Filipino Consumers Want Female and Funny Chatbots

Customers of communications and media service providers in the Philippines have given their critical judgment on use of artificial intelligence (AI) for customer care and commerce, and said how they want software robots or chatbots to serve them in a new study of over 500 consumers. As part of the study, a survey of senior decision makers on AI spending at some of Asia’s largest communications and media companies also revealed how plans for a rise of the robots for frontline customer interactions could be hampered by wrong investment choices and a lack of human talent. These are part of the findings from a commissioned study conducted by Forrester Consulting on behalf of Amdocs in the Americas, Europe and Asia.

Love their speed and convenience but don’t force robots on us until they’re more human and smarter, say consumers

Ninety percent of Filipino consumers interact with virtual agents monthly, more than a quarter (26 percent) weekly, because its more convenient (43 percent) and quicker (46 percent), but 48 percent say this is only because they had no other option. If offered a choice, 87 percent would prefer to speak to a human since human agents better understand their needs (83 percent) and can address multiple questions at once (63 percent).
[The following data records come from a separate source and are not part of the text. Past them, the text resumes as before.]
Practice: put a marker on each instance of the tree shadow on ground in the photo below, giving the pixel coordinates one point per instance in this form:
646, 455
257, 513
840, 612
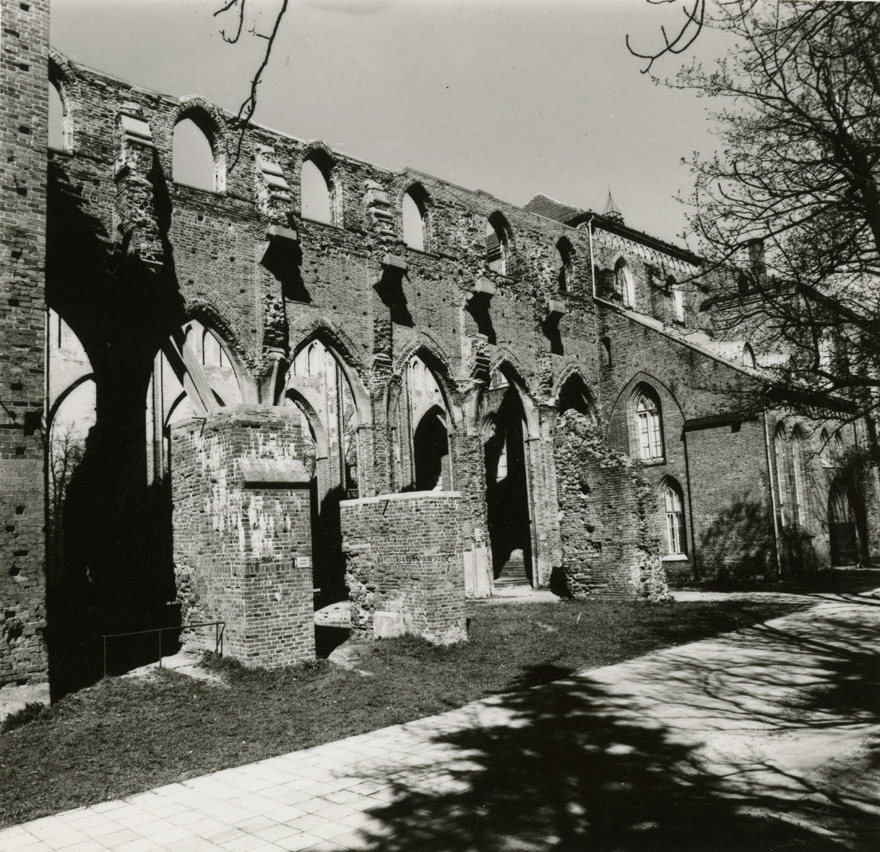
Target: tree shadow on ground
585, 764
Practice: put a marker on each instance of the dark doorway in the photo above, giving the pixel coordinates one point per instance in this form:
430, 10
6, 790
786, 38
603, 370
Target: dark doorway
431, 452
507, 493
842, 527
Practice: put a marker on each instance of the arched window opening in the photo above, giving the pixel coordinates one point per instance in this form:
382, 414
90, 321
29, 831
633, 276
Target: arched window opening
575, 395
212, 351
842, 527
565, 264
508, 500
414, 212
315, 203
623, 283
431, 468
831, 449
783, 474
193, 157
797, 472
649, 427
57, 135
316, 368
677, 300
676, 540
825, 448
498, 244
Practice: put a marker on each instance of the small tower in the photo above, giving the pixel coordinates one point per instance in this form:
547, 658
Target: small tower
611, 211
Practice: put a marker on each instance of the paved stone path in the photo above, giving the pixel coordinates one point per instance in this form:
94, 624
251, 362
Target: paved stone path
742, 741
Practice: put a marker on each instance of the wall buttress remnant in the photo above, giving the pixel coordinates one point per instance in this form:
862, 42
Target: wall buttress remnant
23, 130
405, 566
489, 397
242, 523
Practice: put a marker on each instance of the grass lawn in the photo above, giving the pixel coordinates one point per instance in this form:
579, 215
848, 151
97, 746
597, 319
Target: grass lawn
125, 735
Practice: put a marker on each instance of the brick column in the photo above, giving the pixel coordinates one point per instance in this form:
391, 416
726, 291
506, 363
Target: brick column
24, 82
242, 532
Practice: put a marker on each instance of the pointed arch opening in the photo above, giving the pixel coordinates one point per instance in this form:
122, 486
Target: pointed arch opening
575, 395
842, 529
498, 252
624, 288
316, 190
193, 162
672, 508
508, 482
58, 136
414, 213
647, 419
565, 266
316, 384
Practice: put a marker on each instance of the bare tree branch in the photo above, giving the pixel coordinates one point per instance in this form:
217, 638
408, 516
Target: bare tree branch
249, 105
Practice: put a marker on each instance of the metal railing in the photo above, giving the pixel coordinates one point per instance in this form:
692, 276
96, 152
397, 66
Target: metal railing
219, 627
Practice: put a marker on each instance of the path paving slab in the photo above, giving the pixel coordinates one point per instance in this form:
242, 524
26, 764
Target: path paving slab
753, 740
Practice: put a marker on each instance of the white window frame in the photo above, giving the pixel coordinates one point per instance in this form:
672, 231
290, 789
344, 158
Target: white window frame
676, 536
649, 428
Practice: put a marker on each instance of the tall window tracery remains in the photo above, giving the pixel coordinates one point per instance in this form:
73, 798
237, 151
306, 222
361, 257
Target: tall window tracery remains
673, 514
648, 426
624, 288
193, 162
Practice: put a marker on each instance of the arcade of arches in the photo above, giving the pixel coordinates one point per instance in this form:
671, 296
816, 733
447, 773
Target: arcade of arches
308, 380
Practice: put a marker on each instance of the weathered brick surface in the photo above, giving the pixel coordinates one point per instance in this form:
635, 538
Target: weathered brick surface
235, 543
608, 518
136, 255
23, 139
404, 555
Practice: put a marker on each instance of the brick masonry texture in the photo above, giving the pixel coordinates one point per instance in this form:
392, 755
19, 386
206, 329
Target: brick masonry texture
23, 131
538, 364
235, 542
404, 555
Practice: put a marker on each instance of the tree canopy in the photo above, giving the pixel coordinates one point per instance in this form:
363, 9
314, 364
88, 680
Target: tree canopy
791, 201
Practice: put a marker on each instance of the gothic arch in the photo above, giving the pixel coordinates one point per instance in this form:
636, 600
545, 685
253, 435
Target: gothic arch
212, 123
334, 341
571, 370
59, 78
652, 381
213, 318
431, 353
530, 410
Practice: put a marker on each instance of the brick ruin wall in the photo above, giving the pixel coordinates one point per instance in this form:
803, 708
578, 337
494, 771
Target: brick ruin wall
404, 560
23, 131
235, 540
357, 286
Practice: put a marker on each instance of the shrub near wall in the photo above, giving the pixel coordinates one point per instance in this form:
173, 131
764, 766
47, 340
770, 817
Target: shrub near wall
610, 546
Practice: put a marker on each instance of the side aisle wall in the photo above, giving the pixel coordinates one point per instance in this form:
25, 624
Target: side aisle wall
23, 139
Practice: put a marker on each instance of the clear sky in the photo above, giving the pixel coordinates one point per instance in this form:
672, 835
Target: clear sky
514, 97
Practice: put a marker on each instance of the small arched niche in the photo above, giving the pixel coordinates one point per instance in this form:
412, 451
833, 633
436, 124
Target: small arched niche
58, 136
498, 244
193, 162
315, 191
414, 212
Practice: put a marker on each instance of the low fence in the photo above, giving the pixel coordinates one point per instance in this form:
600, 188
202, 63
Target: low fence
219, 627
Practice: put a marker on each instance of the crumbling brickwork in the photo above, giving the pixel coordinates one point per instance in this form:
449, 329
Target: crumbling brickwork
23, 138
295, 341
405, 559
242, 523
607, 517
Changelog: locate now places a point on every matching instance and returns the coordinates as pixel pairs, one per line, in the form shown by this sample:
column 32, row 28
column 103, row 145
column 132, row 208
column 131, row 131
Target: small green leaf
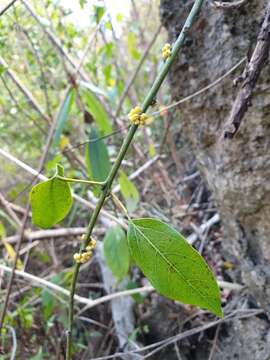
column 63, row 116
column 97, row 157
column 116, row 251
column 129, row 192
column 95, row 108
column 51, row 201
column 174, row 268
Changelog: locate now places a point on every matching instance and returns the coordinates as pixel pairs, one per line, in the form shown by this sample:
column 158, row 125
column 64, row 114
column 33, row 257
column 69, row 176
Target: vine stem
column 82, row 181
column 106, row 188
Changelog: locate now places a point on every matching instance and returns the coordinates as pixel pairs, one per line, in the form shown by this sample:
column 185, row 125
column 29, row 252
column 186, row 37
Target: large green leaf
column 97, row 157
column 129, row 192
column 63, row 115
column 96, row 109
column 51, row 201
column 174, row 268
column 116, row 251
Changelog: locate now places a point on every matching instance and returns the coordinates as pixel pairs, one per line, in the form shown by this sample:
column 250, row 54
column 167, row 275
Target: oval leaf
column 174, row 268
column 116, row 252
column 50, row 202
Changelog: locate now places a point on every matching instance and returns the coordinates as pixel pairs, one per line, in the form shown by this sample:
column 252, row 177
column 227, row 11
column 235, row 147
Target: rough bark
column 236, row 170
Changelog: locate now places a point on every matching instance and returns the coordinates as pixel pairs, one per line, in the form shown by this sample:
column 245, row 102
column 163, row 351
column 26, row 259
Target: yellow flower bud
column 77, row 257
column 166, row 51
column 93, row 242
column 137, row 110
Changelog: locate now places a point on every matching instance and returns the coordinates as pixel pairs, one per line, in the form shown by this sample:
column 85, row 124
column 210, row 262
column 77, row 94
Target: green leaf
column 63, row 116
column 97, row 157
column 2, row 69
column 129, row 192
column 51, row 201
column 39, row 355
column 116, row 251
column 93, row 88
column 95, row 108
column 174, row 268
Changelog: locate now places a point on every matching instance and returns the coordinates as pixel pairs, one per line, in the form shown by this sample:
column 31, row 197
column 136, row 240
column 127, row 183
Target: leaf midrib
column 170, row 264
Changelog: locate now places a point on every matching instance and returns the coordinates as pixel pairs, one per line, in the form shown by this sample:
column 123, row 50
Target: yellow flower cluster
column 82, row 258
column 166, row 51
column 137, row 117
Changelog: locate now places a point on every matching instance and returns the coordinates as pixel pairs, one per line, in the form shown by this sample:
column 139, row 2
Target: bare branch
column 7, row 7
column 249, row 78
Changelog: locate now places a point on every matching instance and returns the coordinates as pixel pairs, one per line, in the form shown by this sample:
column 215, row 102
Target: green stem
column 132, row 130
column 81, row 181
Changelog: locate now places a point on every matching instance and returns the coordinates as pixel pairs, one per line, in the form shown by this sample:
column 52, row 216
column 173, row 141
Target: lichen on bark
column 237, row 171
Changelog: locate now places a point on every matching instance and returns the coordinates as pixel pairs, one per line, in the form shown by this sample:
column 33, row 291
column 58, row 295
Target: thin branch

Bots, say consumers, cannot deal with complex requests (their biggest problem), understand human emotions (second biggest problem) or deliver personalized offers as well as humans (third biggest problem).

Consumers also have strong views on how they want bots to look like and behave. More than half (51 percent) prefer their bot to look like a human, as opposed to 17 percent who want to see an avatar. Although 46 percent don’t care either way, 44 percent prefer them to be female, rather than male (10 percent). Sounding polite (1), intelligent (2) and caring (3) are by far the highest in terms of preferred bot personality traits, followed by being fully customizable (4) and funny (5). But, sounding serious, foreign or authoritative rank much lower with only 18, 17 and nine percent of consumers, respectively, saying they would appreciate this.

Service provider investments not focused on what’s bothering consumers

Service providers in Asia are not investing in the right areas in terms of their AI investments. Thirty-eight percent are prioritizing AI investment in increasing information security and privacy and 33 percent in speed of response. What customers rank as top areas for improvement such as bots delivering better personalization or more comprehensive information are lower on service providers’ priority lists with eight and four percent, respectively, prioritizing these. Nearly a third (31 percent) of service providers are also creating avatar images for their bots while consumers prefer human-like images. They are also investing in features that Filipino consumers don’t find as desirable, with more than half (56 percent) of service providers building their bots to sound serious, a quarter to sound foreign and nearly a quarter (24 percent) to sound authoritative. The fact that 42 percent of Filipino consumers experiencing problems with today’s bot service don’t complain about it means the industry is working in the dark.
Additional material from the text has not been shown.